Wednesday, May 30, 2018

Doctors aren't top opioid prescribers in NH | New Hampshire



The highest-volume prescribers of opioids in New Hampshire are not doctors, but nurse practitioners and physician assistants who work at specialty pain clinics, according to Medicare and Medicaid data reviewed by the New Hampshire Union Leader.

The data show that the top 25 prescribers of oxycodone HCL and Oxycontin wrote more than 22,500 prescriptions for the two drugs for Medicare and Medicaid patients in 2013. 

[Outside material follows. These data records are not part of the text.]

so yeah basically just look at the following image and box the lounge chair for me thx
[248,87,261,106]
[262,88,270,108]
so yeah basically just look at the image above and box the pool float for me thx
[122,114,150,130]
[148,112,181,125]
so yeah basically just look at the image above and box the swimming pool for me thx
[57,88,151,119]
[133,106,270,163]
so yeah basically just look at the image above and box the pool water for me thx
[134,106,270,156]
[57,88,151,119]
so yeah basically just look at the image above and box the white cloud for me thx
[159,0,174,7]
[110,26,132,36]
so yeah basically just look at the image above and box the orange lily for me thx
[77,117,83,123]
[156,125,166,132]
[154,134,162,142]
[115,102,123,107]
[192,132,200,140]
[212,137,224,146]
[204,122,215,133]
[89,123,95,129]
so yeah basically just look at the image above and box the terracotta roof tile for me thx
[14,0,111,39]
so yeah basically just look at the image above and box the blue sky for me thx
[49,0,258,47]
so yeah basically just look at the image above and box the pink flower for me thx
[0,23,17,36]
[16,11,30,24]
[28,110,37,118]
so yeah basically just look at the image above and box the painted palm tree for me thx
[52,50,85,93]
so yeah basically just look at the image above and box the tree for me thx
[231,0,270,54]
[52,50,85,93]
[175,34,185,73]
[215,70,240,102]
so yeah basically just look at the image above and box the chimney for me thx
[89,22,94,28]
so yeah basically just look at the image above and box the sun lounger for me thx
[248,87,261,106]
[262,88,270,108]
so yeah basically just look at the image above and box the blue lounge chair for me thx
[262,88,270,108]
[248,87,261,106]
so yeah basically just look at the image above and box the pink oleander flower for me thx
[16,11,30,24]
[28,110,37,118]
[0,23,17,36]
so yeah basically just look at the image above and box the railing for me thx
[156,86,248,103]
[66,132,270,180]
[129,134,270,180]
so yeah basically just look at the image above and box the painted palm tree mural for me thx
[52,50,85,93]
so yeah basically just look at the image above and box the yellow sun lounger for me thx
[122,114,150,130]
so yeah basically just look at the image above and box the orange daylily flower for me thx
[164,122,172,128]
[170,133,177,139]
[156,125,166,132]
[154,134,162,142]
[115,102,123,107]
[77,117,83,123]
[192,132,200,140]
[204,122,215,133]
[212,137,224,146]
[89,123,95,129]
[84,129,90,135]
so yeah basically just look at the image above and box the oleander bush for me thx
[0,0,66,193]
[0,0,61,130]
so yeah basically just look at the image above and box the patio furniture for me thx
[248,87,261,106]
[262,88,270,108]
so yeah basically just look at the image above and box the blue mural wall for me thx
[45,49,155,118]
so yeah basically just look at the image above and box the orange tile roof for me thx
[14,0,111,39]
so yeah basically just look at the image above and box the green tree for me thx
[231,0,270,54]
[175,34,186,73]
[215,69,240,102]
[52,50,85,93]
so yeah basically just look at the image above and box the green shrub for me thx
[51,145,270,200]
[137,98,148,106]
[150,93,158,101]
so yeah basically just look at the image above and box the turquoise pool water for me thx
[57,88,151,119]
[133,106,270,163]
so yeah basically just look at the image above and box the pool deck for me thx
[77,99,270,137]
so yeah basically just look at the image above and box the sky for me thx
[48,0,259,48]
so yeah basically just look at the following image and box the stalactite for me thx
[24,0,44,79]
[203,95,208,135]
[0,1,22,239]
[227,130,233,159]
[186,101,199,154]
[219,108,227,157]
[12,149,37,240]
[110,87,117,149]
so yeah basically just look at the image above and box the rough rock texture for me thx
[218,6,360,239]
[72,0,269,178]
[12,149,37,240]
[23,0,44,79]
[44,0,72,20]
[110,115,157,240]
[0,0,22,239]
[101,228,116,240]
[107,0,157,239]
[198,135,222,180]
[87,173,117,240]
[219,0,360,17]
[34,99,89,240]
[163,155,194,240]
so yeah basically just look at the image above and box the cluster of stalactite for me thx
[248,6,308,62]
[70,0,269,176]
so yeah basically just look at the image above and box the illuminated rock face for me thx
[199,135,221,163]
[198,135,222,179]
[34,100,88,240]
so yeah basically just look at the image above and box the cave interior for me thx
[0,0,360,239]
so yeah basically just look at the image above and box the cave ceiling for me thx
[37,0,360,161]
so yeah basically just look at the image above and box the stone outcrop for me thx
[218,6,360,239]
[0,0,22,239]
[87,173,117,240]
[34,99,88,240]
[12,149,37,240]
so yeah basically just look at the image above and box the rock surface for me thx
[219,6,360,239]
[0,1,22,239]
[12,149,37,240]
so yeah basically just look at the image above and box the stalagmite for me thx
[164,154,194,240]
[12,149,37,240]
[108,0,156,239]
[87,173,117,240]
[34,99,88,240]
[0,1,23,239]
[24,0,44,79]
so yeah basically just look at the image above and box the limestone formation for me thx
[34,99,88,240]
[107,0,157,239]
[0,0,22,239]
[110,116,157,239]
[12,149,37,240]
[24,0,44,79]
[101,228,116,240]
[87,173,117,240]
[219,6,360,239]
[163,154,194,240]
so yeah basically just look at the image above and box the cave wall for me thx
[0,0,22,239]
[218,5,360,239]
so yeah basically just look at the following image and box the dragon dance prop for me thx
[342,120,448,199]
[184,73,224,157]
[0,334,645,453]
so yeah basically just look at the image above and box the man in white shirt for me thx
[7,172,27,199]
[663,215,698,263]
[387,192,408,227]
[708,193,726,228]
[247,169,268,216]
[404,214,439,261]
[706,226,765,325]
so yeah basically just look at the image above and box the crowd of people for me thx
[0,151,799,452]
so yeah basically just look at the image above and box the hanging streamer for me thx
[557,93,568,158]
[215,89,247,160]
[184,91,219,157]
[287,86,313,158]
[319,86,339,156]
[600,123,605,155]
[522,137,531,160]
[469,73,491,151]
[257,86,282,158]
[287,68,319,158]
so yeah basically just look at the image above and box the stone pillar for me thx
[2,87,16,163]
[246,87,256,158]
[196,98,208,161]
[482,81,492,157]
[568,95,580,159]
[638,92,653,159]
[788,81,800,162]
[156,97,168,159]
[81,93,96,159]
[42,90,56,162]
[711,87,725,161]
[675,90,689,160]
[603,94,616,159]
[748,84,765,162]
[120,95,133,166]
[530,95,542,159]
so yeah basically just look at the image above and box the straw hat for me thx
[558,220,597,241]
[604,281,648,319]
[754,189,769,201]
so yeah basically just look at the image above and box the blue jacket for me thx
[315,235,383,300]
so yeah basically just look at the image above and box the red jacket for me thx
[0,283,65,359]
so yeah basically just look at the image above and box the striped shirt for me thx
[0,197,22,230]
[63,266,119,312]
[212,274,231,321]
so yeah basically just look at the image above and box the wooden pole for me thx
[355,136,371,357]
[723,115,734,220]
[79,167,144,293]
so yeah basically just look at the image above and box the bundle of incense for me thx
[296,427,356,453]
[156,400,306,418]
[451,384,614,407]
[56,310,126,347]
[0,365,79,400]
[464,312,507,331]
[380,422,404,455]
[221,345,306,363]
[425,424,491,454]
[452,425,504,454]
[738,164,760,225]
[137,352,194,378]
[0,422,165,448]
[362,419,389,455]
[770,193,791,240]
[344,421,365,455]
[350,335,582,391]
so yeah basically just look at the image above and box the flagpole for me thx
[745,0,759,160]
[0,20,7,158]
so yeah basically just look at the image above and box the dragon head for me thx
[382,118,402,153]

None of the top five had a doctor’s license. Four of the five worked at specialty pain clinics. And one — physician assistant Christopher Clough — was permanently banned from prescribing narcotics and working in the pain care field by the state Board of Medicine earlier this year.

The data come from two sources. Data from Part D Medicare billings were obtained through ProPublica, a non-profit journalism website that has compiled publicly available data from the Center for Medicare and Medicaid Services. The New Hampshire Union Leader obtained digital Medicaid billing records from the New Hampshire Department of Health and Human Services.


The most recent ProPublica data are for 2013, which is more than a year before the heroin and opioid abuse crisis rose to prominence in the Granite State. Of the top 25 prescribers, nine are physicians, 12 are nurse practitioners, four are physician assistants.

New Hampshire law allows nurse practitioners to work independently and issue prescriptions without physician oversight; physician assistants must be overseen by a doctor.



Kelly Doherty, a nurse practitioner of 15 years, issued more Medicare prescriptions for oxycodone HCL than anyone else in New Hampshire. Doherty, who now heads the palliative care program at Cornerstone VNA, said she was working in 2013 at Interventional Spine Medicine, a specialty pain clinic in Barrington.

She said her job was to manage medications at the practice, a job that involves drug testing, calling patients randomly to count their pill supply, and other efforts to discourage abuse.

She was not surprised at the findings. And she disputed contentions that prescription opioids are responsible for the heroin epidemic.

“Even Tylenol can be addicting. Any pain medicine can cause addiction when used inappropriately,” she said.

“I believe the heroin epidemic is due to the government’s lack of initiative in mental health treatment. It does not start with me prescribing drugs to people who need it.”